(1) Who are you advising?
(2) What do they want (to know)? (This may be whether they are entitled to something from someone else - e.g., to have faulty goods repaired -, or whether they owe something to someone - e.g., payment for services provided).
(3) Identify what the corresponding legal issues are - i.e., what sort of legal argument needs to be advanced in order for your client to get what they want; or what sort of claim they might be facing if someone else wants something from them.
(4) Work your way through the various components of these legal issues, interchaging stating what a given rule of law is (if there is one), and how this might apply to the facts. You will almost invariably come across a gap in the law, or an ambiguity in the facts.
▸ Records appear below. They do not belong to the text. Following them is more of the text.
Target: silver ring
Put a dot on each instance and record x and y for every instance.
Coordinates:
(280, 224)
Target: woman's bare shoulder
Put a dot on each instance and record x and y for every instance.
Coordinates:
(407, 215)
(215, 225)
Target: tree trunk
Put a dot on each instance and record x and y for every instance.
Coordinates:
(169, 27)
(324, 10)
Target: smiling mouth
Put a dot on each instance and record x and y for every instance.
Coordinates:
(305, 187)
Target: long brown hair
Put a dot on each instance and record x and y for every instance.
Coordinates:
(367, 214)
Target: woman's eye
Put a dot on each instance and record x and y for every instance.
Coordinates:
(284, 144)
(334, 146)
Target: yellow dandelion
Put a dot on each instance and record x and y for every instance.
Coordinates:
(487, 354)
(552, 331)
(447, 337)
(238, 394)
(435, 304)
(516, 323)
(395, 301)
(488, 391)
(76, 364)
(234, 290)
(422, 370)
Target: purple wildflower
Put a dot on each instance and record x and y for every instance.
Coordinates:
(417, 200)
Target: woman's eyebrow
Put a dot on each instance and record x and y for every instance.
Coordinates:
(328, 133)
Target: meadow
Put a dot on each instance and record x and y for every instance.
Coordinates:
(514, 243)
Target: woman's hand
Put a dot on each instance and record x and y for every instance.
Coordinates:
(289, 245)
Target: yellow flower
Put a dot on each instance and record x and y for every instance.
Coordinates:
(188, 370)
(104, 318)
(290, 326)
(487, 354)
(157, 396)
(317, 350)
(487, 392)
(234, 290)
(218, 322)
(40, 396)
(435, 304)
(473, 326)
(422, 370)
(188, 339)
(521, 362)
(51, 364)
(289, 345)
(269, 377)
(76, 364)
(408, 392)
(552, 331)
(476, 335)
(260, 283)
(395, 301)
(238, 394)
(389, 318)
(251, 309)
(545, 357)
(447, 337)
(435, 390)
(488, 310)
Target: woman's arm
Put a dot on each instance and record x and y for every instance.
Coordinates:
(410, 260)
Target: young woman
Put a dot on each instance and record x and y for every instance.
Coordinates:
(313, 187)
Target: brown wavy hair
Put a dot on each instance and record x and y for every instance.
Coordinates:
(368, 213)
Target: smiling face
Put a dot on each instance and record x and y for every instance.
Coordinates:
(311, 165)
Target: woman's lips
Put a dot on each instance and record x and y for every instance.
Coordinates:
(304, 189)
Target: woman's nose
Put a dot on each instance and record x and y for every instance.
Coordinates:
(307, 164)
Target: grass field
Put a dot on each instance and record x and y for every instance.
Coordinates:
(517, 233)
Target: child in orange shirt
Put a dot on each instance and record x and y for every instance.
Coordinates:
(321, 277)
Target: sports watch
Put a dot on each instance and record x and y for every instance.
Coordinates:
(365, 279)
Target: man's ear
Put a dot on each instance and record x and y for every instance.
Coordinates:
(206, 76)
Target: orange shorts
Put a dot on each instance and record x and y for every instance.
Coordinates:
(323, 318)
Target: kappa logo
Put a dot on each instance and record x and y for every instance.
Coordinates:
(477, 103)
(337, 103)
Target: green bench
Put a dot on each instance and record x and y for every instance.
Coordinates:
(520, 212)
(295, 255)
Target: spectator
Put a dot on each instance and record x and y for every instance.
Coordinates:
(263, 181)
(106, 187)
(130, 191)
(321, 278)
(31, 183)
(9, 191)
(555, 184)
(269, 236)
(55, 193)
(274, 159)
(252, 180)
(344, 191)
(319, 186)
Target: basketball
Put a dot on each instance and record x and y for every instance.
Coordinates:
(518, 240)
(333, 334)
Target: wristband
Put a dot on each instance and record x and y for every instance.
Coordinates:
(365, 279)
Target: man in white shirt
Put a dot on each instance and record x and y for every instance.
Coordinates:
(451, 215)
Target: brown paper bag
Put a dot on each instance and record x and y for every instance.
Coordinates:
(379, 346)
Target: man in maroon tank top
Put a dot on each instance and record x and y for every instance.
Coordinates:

It is important that you identify these and explain how this might affect the subsequent reasoning.
(5) Once you done all that, you should end up with several possible outcomes, depending on how vague the facts are and how settled the law is. It may be that one outcome is significantly more likely than another, so it's perfectly fine to say so, although unless the law and facts are absolutely clear, you won't be able to say so with certainty.
With a problem question, examiners are generally testing a number of things:
(a) your ability to read facts and separate narrative from real issues
(b) your ability to identify relevant law, rather than writing everything you know about the whole subject
(c) your ability to apply law to facts and to indentify those grey areas where facts and/or law are uncertain.
Don't think that there will be just one right answer - there usually won't be. If you plough through a question and spot no ambiguities at all, then chances are you've missed something important (don't forget to check key cases!), or the question is an early Christmas gift. I think the latter is unlikely.